John McCullough lives in Hove on the south coast of England. His first collection, The Frost Fairs, won the Polari First Book Prize in 2012 and was a Book of the Year in The Independent as well as a summer read in The Observer. His latest collection, Reckless Paper Birds, published by Penned in the Margins and shortlisted for the Costa Poetry Award 2019, focuses on vulnerability and the human body. It won John the coveted Hawthornden Prize in 2020.
You tumbled into my palm in a trickle of sterling
bad coin foul queen though I didn’t notice.
I pocketed you conveyed you like your Sedan chair
respectfully slotted you into vending machines that coughed
you out. You winked at me from a change tray
and abruptly I spotted everything about you
was wrong your weight your ill-defined milled edge
your obverse skewed. Not copper zinc nickel but lead
sprayed with gold paint. Too shiny. Queer-cole
they used to say meaning counterfeit or base money
what ends up improperly beside your person tilting
the system forcing each wall mutilating the weather.
Fucking queer a voice in the Watford crowd snarled
as my lips brushed Ryan’s cheek. There I was my mouth
mimicking legit my hoodie cap trackies like a man’s
but on close inspection awry my voice too light
edges blurred. Flickery. I carry this awareness in my blood
how simply I’m revealed as undermining the currency
warping the ceiling. Now coin I keep you squirrelled
in my wallet’s secret section. You are my talisman
return me to what I am no pink pound but queer-cole
rebel head wonky origin dangerous minting.
September is going all out to ease us in.
The clouded sky is a whiteboard for helpful diagrams,
the first cool air as welcome as your hand inside my jeans.
Autumn zips round with its orange highlighter
and you provide nifty shocks and marshmallows,
leaving pornographic Post-its that ask me to rendezvous,
please, for hot chocolate. I am the type of man
who likes unnecessary displays of manners,
who appreciates thank you cards, warning signs,
a forest of regretful notices for building works.
I admire rows of ginkgos that lose all their foliage
in one drop to form a Yellow Brick Road.
I am a desperate Lion today, stalking Scarecrow.

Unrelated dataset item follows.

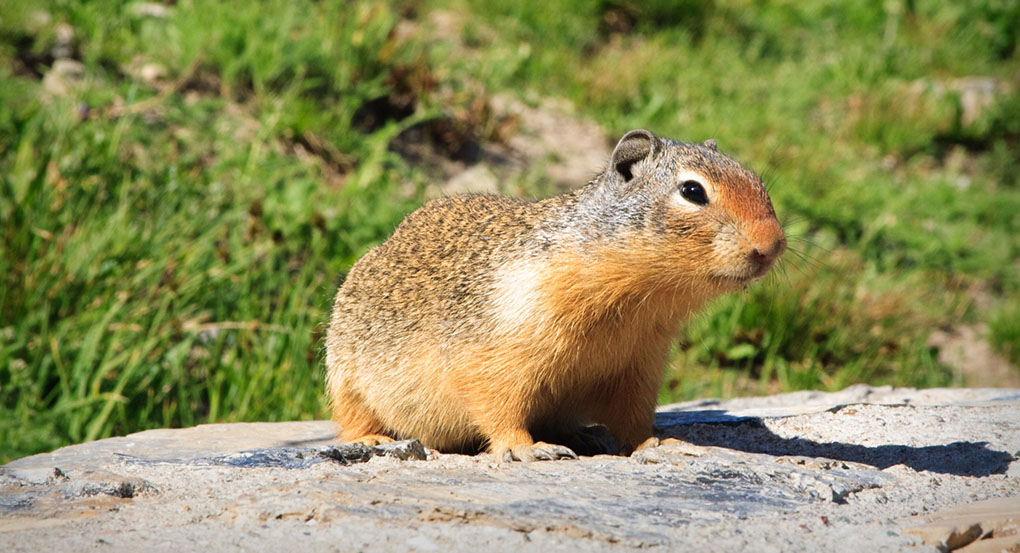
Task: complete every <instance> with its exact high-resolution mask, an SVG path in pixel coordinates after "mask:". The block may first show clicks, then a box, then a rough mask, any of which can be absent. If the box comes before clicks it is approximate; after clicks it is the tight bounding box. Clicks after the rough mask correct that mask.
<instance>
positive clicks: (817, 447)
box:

I chew biros, glimpse at my watch too often. I was so afraid
of being late to see you once, I arrived six days early.
Love is horrific like that. First it’s a rabbit, then a duck,
then it’s a ravenous, one-eyed sock puppet;
but the rest is yoghurt adverts. And you fasten my thoughts
with the most beautiful paperclips, even the filthy ones,
like the time I saw a grove of ripening chilli plants
become a rainbow of penis trees. Do you wish to continue,
says the voice of a self-service checkout. Yes, yes I do.
Between the shops, the sea snuggles under its blue leaves.
The clock tower waits patiently for Christmas,
a familiar figure below waggling his arms
to lure me over. Succeeding. Your skilful face punches
a giant hole in the day and I jump through it.
I keep trying to slip away through the crowd
but history won’t take its mouth off my body.
What was exacted on someone else’s softness,
his cuttable flesh, is always about to happen here.
The vague kinship which exists between tender men
glowing with thirst starts in awareness of this,
how we’re unstitched by tongue prints, resurrections.
Standing in a street party one Pride, I saw a figure
stomp through, fists raised, and strike three boys.
They dropped to the ground, clutching their heads.
I witnessed everything, squeezed a stranger’s shoulder
then fifteen minutes on, my body was distracted
utterly by the smell of oranges. The unspeakable
scrapes a fingernail across my neck, but I can only
concentrate so long before I wind up decanting
myself into the nearest fizzing light: Instagram,
house music. It’s like those inventors who tried to devise
a spray-on cast for broken bones, created Silly String.
But there are remedies worse than squirting
metres of sticky mayhem across a jubilant face,
outcomes bleaker than attempting despite the scissors
to inhabit this twenty-first-century skin.
I live in a dream of plummeting from the earth’s
tallest building without ever having felt more beautiful
because I’m not the only one falling. I’m in a crowd,
a loose democracy of descent, velocity with its hands
all over our bodies, but not enough to stop us
gossiping and blowing kisses as we speed
through the air together, reckless paper birds.
They will find us with our beaks wide open.